Apropósito de la conmemoración del Día de los Fieles Difuntos este martes 2 de noviembre, cuyo objetivo es orar por aquellos hermanos que han acabado su vida terrenal y se encuentran aún en estado de purificación en el Purgatorio, para obtener la completa hermosura de su alma, al quedar limpias de los efectos que ocasionaron los pecados.
Es importante hacer algunas reflexiones considerando que vivimos en una sociedad que, ha intentado “domesticar” a la muerte y que prefiere no hablar de este tema. Es claro que nuestra vida es una eterna lucha contra la muerte y que empezamos a morir en cuanto nacemos; pero la crisis sanitaria que aún vivimos ha provocado cambios en nuestro comportamiento y en la manera de percibir esa realidad, además, ha cambiado nuestra relación con la muerte.
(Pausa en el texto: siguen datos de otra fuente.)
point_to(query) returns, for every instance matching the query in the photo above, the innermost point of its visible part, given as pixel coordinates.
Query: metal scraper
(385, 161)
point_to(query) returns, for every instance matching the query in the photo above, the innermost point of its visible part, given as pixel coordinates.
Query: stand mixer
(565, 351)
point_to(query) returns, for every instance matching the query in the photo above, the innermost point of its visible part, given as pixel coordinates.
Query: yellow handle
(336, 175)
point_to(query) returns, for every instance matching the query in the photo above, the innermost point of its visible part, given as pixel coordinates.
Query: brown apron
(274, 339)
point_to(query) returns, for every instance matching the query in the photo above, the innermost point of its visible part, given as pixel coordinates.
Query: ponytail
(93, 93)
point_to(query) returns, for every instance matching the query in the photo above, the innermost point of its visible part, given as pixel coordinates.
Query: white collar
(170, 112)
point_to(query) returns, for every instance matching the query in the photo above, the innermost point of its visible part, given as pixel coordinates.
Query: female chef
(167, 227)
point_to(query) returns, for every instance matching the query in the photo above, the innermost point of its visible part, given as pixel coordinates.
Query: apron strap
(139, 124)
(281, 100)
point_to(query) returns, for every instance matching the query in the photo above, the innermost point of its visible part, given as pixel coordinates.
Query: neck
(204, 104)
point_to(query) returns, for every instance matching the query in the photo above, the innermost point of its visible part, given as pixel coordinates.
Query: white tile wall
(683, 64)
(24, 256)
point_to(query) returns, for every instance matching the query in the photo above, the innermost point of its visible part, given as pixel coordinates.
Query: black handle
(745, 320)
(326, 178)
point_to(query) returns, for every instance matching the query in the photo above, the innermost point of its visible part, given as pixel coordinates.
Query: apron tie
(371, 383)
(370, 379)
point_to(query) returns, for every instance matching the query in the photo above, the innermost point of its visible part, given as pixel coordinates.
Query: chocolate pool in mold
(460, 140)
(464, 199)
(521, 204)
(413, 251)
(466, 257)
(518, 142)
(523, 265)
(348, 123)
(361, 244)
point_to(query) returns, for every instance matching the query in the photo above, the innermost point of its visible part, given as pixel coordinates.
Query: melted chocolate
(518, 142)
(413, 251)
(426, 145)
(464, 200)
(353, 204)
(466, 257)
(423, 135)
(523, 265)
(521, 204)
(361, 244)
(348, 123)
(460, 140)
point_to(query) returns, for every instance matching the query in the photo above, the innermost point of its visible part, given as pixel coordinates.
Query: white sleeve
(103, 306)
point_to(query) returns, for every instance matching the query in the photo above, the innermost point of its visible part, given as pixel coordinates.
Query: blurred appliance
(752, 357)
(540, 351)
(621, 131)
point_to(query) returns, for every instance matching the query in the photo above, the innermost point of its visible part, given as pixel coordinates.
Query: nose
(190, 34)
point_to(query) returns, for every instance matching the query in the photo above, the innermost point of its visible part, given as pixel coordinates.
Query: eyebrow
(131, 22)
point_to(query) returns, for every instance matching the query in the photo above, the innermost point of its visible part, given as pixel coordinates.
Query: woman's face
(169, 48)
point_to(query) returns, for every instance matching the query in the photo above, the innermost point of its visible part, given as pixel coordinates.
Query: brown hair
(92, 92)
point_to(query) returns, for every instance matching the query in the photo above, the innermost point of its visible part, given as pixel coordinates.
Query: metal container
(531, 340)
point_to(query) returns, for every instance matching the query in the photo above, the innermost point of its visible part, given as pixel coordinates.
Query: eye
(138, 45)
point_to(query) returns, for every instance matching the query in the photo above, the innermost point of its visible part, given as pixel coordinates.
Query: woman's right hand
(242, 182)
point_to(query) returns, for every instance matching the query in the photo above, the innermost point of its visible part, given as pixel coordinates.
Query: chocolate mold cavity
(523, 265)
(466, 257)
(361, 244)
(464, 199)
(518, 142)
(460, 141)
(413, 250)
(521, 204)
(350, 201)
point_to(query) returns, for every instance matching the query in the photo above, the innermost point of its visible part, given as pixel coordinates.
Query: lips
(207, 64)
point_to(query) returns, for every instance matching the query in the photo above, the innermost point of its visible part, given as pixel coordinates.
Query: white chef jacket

La prohibición, por miedo al contagio, de los funerales y velatorios durante los momentos más álgidos de la crisis “Fue una línea roja que no debimos cruzar”, explica un psiquiatra, pues se rompió con algo que culturalmente es sagrado, como es el duelo y el hecho de que la familia pueda estar cerca; sobre todo en países como el nuestro en donde ser acompañados en el duelo es un ritual esencial para los allegados en su despedida, muchos sienten una profunda tristeza porque su familiar murió solo y fue enterrado sin la presencia de familia y amigos causando un sentimiento de frustración, desconsuelo y profundo dolor.
Las cifras de víctimas difundidas a diario, mezcladas con la falta de duelos públicos durante meses y con la casi total ausencia de imágenes de fallecidos, han producido un efecto de anestesia muy dañino, pues paradójicamente, la muerte ha estado más presente que nunca en los últimos tiempos y, a la vez, socialmente ausente salvo para aquellos que la han sufrido en su primer círculo.
Así es que, en medio de una realidad tan ambigua, por un lado, percibir nuestra fragilidad y por el otro, no darnos cuenta del peligro por la forma como se ha manipulado la información en torno a la muerte de millones de personas, el cristiano tiene la certeza de que Dios le ha dado la vida creándolo a su imagen y semejanza (Cfr. Gn 1, 27); sabe que cuando experimenta la angustia de la muerte que se acerca, Cristo actúa en él, convirtiendo sus penas y su muerte en fuerza corredentora.
Y está seguro, de que el mismo Jesús, al que ha servido, imitado y amado, le recibirá en el Cielo, llenándolo de gloria después de su muerte. La grande y gozosa verdad de la fe cristiana es que, por la fe en Cristo, el hombre puede superar con creces al último enemigo (1 Cor 15, 26), la muerte. Apoyándose en la Palabra de Dios, la Iglesia cree y espera firmemente que “del mismo modo que Cristo ha resucitado verdaderamente de entre los muertos, y que vive para siempre, igualmente los justos después de su muerte vivirán para siempre con Cristo resucitado”. Así es que no importa las circunstancias en que nuestros fieles difuntos partieron a la casa del Padre, nuestra esperanza se mantiene inalterable.